Around 88 percent of Asia Pacific organizations expect positive returns from AI in 2026, with an average anticipated ROI of 2.8 times, or roughly US$2.85 for every US$1 invested.

Despite this optimism, scaling AI beyond proof-of-concept remains a persistent challenge, highlighting the importance of governance, operating models, and full lifecycle management.
AI adoption itself is also broadening well beyond traditional IT domains. Across Asia Pacific, 66 percent of organizations are already piloting or systematically adopting AI, while 15 percent remain in early stages and 19 percent are still evaluating adoption. ASEAN+ follows a similar trajectory, with 67 percent actively piloting or deploying AI.
Increasingly, AI is being applied across customer service, marketing, operations, finance, and industry-specific functions, reshaping how enterprises operate day to day.
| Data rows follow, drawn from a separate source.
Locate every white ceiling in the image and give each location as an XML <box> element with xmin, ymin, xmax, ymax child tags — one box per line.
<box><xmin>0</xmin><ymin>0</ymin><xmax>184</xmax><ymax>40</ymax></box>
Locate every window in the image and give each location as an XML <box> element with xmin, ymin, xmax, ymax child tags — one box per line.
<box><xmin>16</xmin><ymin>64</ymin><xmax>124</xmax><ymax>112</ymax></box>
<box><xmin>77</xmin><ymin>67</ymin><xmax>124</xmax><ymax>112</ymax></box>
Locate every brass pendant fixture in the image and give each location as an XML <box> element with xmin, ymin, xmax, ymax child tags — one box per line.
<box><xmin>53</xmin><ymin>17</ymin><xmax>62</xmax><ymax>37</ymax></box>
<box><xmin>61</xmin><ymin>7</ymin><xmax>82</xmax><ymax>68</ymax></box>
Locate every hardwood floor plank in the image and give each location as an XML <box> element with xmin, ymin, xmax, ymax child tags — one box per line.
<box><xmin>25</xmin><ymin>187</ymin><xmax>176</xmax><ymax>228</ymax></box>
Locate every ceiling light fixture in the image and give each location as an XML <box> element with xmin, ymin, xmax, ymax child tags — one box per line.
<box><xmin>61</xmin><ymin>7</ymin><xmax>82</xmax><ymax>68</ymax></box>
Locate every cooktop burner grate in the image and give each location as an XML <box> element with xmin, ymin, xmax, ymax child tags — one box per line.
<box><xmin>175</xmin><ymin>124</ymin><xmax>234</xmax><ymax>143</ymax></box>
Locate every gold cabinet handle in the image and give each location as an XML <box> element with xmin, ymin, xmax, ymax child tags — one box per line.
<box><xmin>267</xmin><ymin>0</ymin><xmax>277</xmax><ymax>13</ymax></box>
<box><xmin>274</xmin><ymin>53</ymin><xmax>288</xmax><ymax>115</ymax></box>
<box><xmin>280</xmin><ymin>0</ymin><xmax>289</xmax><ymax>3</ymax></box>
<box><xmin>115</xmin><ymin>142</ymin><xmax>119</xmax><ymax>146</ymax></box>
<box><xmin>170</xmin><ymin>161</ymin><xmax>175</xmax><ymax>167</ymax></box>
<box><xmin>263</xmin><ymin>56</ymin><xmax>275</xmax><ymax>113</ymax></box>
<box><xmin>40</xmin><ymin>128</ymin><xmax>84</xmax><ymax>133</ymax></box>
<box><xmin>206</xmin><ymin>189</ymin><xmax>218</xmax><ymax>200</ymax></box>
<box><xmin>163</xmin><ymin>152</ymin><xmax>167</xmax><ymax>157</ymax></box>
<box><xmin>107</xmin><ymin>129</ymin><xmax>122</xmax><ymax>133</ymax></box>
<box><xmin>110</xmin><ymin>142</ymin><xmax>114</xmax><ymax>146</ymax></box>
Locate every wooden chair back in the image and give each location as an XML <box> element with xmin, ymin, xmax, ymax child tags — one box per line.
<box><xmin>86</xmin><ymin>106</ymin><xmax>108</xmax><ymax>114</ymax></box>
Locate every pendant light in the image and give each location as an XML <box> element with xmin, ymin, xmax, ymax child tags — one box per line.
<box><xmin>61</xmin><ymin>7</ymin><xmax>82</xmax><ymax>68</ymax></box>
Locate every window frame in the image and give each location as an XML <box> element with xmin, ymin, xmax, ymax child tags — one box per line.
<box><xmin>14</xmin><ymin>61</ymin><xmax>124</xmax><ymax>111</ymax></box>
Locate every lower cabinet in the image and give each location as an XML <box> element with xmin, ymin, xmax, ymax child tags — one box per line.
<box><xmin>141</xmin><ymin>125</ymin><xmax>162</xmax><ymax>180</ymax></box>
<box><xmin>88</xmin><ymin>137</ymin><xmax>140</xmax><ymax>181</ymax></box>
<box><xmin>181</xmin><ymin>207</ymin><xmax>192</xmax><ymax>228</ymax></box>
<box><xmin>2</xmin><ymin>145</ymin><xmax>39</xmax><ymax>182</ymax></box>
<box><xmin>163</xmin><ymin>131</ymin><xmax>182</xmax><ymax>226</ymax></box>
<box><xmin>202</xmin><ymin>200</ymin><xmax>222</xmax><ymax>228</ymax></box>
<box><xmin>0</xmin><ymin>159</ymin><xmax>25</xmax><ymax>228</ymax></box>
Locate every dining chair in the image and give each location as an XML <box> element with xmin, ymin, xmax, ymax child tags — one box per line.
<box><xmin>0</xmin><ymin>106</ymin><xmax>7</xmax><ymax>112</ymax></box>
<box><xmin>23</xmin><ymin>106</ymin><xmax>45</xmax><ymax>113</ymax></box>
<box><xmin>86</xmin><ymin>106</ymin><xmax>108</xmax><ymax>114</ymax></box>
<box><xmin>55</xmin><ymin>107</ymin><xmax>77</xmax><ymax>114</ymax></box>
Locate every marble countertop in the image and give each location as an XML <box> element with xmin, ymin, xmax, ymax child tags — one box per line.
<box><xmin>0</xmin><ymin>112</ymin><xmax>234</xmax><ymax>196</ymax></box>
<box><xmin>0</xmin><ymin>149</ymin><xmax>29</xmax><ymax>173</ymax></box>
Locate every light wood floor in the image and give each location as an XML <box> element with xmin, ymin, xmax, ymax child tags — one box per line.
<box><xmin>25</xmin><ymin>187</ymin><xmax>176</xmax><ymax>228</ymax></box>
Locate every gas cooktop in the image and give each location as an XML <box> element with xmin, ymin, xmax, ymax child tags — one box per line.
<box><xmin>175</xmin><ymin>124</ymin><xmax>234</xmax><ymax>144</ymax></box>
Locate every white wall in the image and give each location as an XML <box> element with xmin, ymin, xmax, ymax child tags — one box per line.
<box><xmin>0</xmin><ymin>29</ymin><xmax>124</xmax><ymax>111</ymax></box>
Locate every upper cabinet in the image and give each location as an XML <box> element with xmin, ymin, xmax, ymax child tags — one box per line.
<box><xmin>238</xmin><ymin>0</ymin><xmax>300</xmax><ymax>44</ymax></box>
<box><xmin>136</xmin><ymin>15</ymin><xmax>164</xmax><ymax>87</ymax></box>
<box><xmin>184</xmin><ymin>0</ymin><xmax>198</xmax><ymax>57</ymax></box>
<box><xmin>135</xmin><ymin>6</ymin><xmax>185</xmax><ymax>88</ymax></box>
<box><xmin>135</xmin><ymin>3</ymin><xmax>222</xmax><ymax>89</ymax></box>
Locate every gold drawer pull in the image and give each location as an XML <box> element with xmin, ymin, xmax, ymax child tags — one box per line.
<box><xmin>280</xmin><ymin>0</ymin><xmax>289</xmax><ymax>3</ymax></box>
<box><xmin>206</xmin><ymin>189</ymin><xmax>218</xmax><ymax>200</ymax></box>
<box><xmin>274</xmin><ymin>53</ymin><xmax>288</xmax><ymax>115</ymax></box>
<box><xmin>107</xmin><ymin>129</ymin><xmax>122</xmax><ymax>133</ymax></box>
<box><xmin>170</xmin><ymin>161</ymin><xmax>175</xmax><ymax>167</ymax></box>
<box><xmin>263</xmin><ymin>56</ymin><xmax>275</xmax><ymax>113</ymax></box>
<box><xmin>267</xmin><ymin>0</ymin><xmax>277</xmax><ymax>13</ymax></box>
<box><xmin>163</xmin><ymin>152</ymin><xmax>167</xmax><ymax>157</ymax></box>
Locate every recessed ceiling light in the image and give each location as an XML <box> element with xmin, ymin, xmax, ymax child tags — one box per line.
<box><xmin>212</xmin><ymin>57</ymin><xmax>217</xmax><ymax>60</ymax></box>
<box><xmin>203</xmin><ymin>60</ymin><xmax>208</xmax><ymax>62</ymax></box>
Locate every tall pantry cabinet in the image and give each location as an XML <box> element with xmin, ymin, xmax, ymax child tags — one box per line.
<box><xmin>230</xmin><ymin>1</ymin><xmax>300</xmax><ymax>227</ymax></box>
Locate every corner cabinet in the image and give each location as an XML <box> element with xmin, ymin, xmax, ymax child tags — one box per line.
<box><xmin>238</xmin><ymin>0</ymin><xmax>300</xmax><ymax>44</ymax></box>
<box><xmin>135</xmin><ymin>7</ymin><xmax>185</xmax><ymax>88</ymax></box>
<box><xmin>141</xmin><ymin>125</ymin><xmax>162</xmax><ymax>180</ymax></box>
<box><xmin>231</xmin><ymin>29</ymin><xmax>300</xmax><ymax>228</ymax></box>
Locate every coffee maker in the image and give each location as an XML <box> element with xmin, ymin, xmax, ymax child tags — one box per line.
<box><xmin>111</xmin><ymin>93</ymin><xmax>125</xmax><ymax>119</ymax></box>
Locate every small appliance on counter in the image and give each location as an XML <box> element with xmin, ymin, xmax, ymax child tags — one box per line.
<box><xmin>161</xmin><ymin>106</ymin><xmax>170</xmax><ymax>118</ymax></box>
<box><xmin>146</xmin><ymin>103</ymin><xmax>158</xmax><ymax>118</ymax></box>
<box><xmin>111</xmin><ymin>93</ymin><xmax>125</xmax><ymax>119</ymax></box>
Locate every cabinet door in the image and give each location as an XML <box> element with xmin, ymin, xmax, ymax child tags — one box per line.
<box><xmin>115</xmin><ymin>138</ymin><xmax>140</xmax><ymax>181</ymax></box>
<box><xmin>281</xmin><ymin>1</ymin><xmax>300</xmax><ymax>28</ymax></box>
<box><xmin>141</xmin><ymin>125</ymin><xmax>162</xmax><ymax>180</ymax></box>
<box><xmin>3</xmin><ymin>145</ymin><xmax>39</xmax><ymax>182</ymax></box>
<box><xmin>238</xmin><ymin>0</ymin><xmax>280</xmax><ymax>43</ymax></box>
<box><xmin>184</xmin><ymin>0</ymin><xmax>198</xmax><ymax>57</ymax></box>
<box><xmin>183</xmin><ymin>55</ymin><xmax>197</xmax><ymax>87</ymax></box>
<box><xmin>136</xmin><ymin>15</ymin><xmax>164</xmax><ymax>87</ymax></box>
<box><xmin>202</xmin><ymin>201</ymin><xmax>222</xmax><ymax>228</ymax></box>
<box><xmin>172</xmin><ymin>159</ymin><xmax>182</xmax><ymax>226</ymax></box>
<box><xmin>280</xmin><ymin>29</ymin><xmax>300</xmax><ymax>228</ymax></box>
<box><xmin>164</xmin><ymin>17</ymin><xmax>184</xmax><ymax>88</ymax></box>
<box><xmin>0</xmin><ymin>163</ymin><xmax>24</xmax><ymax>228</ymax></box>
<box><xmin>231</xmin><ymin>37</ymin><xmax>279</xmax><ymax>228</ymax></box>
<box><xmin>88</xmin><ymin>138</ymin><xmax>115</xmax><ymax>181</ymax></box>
Notably, half of surveyed organizations report that non-IT departments are now directly funding AI initiatives, elevating the CIO’s role into that of an enterprise-wide orchestrator.
One of the most significant developments highlighted in the Playbook is the rise of agentic AI, which is expected to become the next major enterprise opportunity.
Today, about 21 percent of Asia Pacific organizations report significant use of agentic AI, while nearly 60 percent are exploring or planning limited deployments, particularly in sectors such as telecommunications, healthcare, and government where operational complexity is high. However, readiness remains uneven.
Only 10 percent of organizations consider themselves prepared for large-scale agentic AI implementation, and more than four in ten expect it will take over a year to meaningfully scale, with security, governance, data quality, and system integration cited as key barriers.
Infrastructure strategy is emerging as another defining issue for CIOs as AI workloads grow. The Playbook finds that 86 percent of Asia Pacific organizations now incorporate on-premises or edge environments as part of hybrid AI architectures, effectively making hybrid AI the default deployment model.

In ASEAN+, 81 percent of enterprises prefer hybrid architectures to balance performance, security, regulatory requirements, and cost, especially as inferencing workloads and mission-critical applications expand.
Looking ahead to 2026, the study outlines several imperatives shaping enterprise AI strategies. Inferencing is set to become the primary value engine, with lifecycle costs far exceeding those of model training and a growing reliance on distributed edge infrastructure.
Employee productivity is also rising as a strategic priority, driven by the deployment of AI-enabled devices and the growing shift toward AI PCs with on-device agents. At the same time, the biggest challenge remains scale. While most organizations are confident in AI’s potential returns, only about half of AI proofs-of-concept currently reach production, making execution and integration the real test for enterprise leaders in the year ahead.